UPDATE: Reader J.H. writes:
Oh, Dr. Sax.
While I'm sure he accounted for family income, parental educational attainment, and all the usual factors, I'm not sure whether it would even be possible to measure economic confidence.
Parents who go through the expensive and labor-intensive process of moving here from another country and getting permission to stay generally do so for economic reasons. They see this country as, in some sense, a Land of Opportunity. They believe in something like the American Dream. This is especially true if they come from a country where nepotism is everything and a small group of elite families hoards all the opportunity.
Parents who have spent their whole lives here, however, have seen pretty much nothing but decline. Even when collective or personal income is rising, it's more precarious every year, with no end in sight. We all know this and yet there's a kind of taboo on speaking honestly about it with one's kids. It's like a sin against America's civic religion, or an act of child abuse, to express anything except utter confidence in the availability of infinite opportunity to those who have what it takes and apply themselves.

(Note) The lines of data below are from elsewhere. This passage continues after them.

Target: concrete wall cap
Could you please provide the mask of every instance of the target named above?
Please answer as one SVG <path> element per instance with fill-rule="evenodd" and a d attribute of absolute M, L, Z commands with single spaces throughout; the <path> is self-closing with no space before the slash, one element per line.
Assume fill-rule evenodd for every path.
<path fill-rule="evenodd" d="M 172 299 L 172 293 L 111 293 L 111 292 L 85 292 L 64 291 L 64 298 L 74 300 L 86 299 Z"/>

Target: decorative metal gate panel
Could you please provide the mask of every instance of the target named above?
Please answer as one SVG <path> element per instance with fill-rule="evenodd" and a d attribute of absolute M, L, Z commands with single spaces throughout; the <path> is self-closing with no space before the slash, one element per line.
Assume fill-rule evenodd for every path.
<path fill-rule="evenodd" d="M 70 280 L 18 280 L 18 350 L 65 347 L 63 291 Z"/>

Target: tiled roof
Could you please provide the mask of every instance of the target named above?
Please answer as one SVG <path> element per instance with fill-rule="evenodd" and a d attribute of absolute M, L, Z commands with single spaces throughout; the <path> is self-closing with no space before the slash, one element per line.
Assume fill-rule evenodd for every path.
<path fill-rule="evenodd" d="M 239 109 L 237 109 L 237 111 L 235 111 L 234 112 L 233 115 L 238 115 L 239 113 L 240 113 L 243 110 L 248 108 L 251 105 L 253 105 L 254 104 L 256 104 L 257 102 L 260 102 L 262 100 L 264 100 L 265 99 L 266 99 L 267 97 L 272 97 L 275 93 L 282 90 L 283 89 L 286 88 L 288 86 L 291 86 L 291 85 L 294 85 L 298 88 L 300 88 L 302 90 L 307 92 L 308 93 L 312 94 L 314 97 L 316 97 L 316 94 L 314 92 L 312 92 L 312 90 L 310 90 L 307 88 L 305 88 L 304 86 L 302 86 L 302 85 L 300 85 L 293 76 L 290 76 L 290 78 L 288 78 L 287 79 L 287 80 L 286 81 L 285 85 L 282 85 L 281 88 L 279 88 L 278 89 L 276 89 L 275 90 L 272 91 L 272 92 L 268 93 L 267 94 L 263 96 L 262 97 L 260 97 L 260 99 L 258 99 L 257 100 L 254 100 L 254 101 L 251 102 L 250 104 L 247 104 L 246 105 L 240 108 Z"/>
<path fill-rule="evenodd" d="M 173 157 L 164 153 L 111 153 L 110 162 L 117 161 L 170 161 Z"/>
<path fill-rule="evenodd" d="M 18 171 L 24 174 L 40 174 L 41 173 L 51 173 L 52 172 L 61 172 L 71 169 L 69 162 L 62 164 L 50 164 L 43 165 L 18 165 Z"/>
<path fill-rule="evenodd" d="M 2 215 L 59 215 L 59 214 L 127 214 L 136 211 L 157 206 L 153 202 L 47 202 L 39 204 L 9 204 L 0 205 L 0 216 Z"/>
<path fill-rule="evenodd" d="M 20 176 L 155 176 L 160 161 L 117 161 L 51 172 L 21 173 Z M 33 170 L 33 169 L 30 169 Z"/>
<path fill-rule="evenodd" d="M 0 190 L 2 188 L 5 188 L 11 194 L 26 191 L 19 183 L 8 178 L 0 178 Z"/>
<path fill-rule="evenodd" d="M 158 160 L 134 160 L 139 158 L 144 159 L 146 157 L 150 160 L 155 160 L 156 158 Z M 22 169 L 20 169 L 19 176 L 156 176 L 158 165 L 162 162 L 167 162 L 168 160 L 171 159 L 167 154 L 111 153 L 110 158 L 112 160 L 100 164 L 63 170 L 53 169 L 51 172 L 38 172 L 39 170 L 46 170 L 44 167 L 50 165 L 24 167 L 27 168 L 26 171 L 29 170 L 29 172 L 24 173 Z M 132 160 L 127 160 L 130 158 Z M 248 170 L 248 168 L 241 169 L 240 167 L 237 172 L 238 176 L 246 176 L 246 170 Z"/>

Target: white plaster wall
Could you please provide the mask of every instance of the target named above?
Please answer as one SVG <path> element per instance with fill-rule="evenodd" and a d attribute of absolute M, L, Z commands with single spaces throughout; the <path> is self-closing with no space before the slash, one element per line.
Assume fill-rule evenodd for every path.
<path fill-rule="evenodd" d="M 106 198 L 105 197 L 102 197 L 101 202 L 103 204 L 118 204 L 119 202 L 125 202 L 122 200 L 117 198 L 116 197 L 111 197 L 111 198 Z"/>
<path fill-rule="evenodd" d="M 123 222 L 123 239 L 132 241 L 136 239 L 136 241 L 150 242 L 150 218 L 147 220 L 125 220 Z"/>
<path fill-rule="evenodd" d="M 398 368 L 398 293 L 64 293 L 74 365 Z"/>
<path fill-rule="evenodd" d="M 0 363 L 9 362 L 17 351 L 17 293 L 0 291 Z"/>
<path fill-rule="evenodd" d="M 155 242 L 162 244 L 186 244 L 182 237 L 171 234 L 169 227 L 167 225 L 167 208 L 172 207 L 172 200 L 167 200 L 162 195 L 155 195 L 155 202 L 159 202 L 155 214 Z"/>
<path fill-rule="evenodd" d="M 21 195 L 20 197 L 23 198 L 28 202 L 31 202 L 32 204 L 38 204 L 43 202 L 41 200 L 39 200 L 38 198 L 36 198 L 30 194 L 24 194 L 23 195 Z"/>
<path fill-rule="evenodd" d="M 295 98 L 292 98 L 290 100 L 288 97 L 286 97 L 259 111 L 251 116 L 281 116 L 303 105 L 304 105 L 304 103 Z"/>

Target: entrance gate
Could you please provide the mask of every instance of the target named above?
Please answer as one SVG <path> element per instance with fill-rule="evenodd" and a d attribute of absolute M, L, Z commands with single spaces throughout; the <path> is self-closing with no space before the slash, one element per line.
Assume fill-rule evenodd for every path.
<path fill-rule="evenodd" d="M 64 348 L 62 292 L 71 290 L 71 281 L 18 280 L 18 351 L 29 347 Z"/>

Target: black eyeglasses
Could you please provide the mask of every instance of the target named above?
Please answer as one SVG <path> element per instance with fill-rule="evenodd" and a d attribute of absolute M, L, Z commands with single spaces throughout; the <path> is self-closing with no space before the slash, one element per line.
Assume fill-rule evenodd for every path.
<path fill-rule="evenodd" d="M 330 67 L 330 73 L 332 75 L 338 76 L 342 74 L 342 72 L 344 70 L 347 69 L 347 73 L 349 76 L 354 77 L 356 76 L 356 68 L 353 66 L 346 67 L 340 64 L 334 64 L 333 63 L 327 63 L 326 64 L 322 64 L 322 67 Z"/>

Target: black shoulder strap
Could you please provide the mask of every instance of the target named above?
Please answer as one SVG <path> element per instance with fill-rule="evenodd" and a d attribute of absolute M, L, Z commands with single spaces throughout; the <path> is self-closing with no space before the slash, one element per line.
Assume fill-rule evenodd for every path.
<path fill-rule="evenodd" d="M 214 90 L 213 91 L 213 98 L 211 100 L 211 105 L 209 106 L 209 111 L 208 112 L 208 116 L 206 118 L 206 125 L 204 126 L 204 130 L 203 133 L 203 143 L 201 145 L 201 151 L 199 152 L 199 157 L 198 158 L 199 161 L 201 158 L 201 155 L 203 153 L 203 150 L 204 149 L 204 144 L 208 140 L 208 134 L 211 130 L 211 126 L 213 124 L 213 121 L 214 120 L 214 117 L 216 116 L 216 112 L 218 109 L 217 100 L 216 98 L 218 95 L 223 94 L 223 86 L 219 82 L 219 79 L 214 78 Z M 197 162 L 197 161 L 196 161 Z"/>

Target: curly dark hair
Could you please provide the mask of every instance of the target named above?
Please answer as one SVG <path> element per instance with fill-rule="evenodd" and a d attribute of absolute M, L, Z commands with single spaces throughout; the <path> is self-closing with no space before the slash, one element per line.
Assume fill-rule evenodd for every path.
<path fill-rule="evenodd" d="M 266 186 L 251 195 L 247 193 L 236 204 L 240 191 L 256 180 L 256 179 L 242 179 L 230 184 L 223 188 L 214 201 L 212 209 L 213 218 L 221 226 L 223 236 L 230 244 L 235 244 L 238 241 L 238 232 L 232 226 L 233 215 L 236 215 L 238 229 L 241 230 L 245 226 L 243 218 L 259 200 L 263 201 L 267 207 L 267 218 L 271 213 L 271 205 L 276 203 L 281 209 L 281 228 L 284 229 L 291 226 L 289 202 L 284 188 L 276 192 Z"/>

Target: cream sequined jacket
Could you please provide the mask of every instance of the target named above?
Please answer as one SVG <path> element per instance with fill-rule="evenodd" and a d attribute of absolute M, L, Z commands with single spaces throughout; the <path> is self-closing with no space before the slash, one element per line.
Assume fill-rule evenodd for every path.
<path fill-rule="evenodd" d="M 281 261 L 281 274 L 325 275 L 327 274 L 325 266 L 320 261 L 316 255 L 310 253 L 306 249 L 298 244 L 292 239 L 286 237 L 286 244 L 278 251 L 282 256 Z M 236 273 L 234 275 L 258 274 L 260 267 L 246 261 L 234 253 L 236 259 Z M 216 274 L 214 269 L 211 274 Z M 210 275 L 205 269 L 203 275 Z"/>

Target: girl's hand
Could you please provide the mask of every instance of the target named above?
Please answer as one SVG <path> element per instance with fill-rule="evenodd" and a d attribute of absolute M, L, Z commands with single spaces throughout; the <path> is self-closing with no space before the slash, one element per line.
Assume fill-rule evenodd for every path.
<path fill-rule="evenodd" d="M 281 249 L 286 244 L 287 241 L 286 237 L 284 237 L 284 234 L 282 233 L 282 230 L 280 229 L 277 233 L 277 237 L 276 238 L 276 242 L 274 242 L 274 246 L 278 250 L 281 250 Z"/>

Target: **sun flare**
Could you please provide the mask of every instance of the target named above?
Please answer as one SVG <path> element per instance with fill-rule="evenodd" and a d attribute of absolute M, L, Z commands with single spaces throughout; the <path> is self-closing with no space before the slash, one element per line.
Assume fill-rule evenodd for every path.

Does Dr. Sax really think that what besets young Americans these days is somehow a separate phenomenon from the deaths of despair among their elders, the lying flat/failson phenomenon, and the mass killings at schools and elsewhere that used to be rare but now it seems like there's a new one every week? Do those parents enrolling their kids in foreign language immersion programs imagine that those programs will protect the kids from contact with it?
Just last week I saw a blog post asking how new graduates applying for their first jobs could give an honest answer to the inevitable question about where they see themselves in five years when they can't imagine anything resembling a decent future at all.